We output the sorted file to a bam in order to save space. We also need to use the -h flag in the samtools view command in order to include the header in the output.
```
samtools view -h -F 0x4 qs9_b859.Aligned.out.sam | samtools sort > qs9_b859.sorted.bam
```
To add read group information, we use the table above to choose the appropriate lane ID in order to add it to the output
```
picard AddOrReplaceReadGroups I=qs9_b859.sorted.bam O=qs9_b859.readFiles.bam RGPU=1952_8 RGSM=qs9_b859 RGLB=qs9_b859 RGPL=illumina
```
Now, we will take only the primary alignment.
```
samtools index qs9_b859.readFiles.bam
samtools view -h -F 0x100 qs9_b859.readFiles.bam > output.bam
```
### Count reads
In order to count the number of reads that align to each gene, we can use the htseq-count package.
This is the most time consuming step in an RNA-seq pipeline.
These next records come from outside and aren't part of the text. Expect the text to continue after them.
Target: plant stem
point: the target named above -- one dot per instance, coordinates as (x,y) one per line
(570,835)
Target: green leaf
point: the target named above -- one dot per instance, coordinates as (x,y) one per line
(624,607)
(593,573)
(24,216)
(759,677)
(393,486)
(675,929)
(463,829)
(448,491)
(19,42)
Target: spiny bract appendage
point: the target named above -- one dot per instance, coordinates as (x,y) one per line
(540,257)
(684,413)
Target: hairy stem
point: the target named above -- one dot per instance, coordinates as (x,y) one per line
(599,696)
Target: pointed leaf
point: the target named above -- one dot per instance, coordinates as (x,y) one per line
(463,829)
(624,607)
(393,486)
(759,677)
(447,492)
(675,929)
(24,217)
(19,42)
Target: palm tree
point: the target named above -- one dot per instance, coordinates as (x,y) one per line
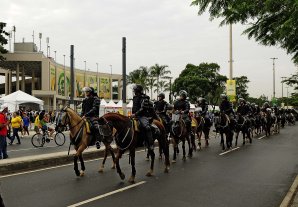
(159,71)
(139,76)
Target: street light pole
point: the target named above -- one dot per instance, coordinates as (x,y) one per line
(273,59)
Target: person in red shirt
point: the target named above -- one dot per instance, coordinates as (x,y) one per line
(3,131)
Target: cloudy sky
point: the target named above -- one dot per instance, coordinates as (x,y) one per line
(158,31)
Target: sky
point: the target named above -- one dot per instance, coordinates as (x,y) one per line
(167,32)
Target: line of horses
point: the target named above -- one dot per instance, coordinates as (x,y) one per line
(128,136)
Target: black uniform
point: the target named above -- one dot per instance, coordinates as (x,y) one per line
(243,110)
(90,109)
(183,105)
(143,109)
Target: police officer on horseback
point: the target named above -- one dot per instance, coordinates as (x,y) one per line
(143,109)
(90,111)
(161,107)
(183,106)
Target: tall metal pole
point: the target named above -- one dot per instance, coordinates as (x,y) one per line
(124,75)
(97,82)
(231,53)
(64,75)
(72,77)
(273,59)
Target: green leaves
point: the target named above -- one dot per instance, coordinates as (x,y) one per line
(271,22)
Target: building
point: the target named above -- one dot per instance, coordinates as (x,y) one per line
(31,71)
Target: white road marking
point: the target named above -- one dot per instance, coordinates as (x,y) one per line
(107,194)
(50,168)
(223,153)
(291,193)
(35,148)
(262,137)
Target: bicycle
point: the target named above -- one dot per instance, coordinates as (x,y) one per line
(39,139)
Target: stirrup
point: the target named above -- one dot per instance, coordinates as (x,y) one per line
(97,144)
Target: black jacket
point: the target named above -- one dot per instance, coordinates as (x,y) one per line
(182,105)
(160,106)
(226,107)
(142,106)
(90,106)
We use the option ```-s reverse``` to signify how the stranded library was created.
```
samtools view output.bam | htseq-count -s reverse -a 20 - /courses/bi345/Course_Materials/wk_04/dicty_chromosomal_num_fixed.gtf > counted.bam
```
One important step that is missing from this streamlined pipeline is Mark Duplicates. In this case, since we are looking for variants, we do not remove duplicates.
### Back to last week's lab
The following sections will be in Rstudio. First, connect to the bi345 R-studio web client at the address bi345.colby.edu
```
library(gdsfmt)
library(SNPRelate)
setwd("/courses/bi345/kyamad23/bi345_lab3")
snpgdsVCF2GDS("all.bwa.mpileup.filtered.vcf", "conwill.gds", method="biallelic.only")
```
To get a summary of the gds fileformat, we can use the following command:
```
snpgdsSummary("conwill.gds")
genofile <- snpgdsOpen("conwill.gds")
```

We can create a new dataframe of meta data that matches the ordre of samples in the vcf file.
```
metadata <- data.frame(id = c("p11c01","p05c01","p04c01","p03c01","p28c01","p26c01","p19c02","p17c01"),
region = as.factor(c("right-cheek","forehead","forehead","forehead","near-mouth","near-mouth","chin","near-mouth")))
```
In order to create a matrix that uses the single nucleotide polymorphisms to figure out the identity by state, we can specify two samples as IBS for a given region when they have the same SNP within it.
```
ibs <- snpgdsIBS(genofile, autosome.only=FALSE, remove.monosnp=TRUE)
```

We can create a dendrogram of this data and plot it with the facial region each sample was collected from. This figure includes a legend that displays more information of the plot.
```
ibs.hc <- snpgdsHCluster(ibs)
rv <- snpgdsCutTree(ibs.hc, samp.group=as.factor(metadata$region))
par(mfrow = c(1,1))
plot(rv$dendrogram)
legend("topright", legend=levels(metadata$region), col=1:nlevels(metadata$region), pch=19, ncol=2)
```

To create a principal component analysis visualization, we can first run PCA on the conwill data.
```
conwill.pca <- snpgdsPCA(genofile, autosome.only = FALSE, remove.monosnp=TRUE, maf=NaN, missing.rate=NaN)
tab <- data.frame(sample.id = conwill.pca$sample.id,
region = as.factor(metadata$region),
EV1 = conwill.pca$eigenvect[,1],
EV2 = conwill.pca$eigenvect[,2])
```

We can save the principal component loads to another variable in order to plot it.
```
pc.percent <- pca$varprop*100
lbls <- paste("PC", 1:4, " (", format(pc.percent[1:4], digits=2), "%)", sep="")
```
Plot:
```
plot(tab$EV1, tab$EV2, col=as.integer(tab$region), xlab=lbls[1], ylab=lbls[2])
legend("bottomright", legend=levels(tab$region), pch="o", col=1:nlevels(tab$region))
```

**Question 1:** These results are consistent with that in the Conwill et al paper because there is clear segregation among the facial regions in the principal component plot. If the bacterial populations in pores were not segregated by pore (i.e. opposite of the Conwill conclusion), we would see more clustering of the principal components.